If that turns out to be true, and if the global AI data center boom doesn’t slow down in the next few years, I wouldn’t be surprised if NVIDIA delays the RTX 60 GPUs as long as possible. There’s a good chance we won’t see them until the second half of 2028, and I wouldn’t be surprised if they miss that window as well if memory supply doesn’t recover by then. Data center GPUs are simply too profitable for NVIDIA to reserve a meaningful portion of memory for gaming graphics cards as long as shortages persist.


At least current-gen gaming GPUs are still a great option for any PC gamer

If there is a silver lining here, it is that current-gen gaming GPUs (NVIDIA RTX 50 and AMD Radeon RX 90) are still more than powerful enough for any current AAA title. Considering that Sony is reportedly delaying the PlayStation 6 and that global PC shipments are projected to see a sharp, double-digit decline in 2026, game developers have little incentive to push requirements beyond what current hardware can handle.

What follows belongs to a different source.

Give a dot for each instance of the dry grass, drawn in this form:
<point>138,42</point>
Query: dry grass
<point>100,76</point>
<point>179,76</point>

DLSS 5, on the other hand, may be the future of gaming, but no one likes it, and it will take a few years (and likely the arrival of the RTX 60 lineup) for it to mature and become usable on anything that’s not a heckin’ RTX 5090.

If you’re open to buying used GPUs, even last-gen gaming graphics cards offer tons of performance and are able to rein in any AAA game you throw at them. While we likely won’t get a new gaming GPU from NVIDIA for at least a few years, at least the ones we’ve got are great today and will continue to chew through any game for the foreseeable future.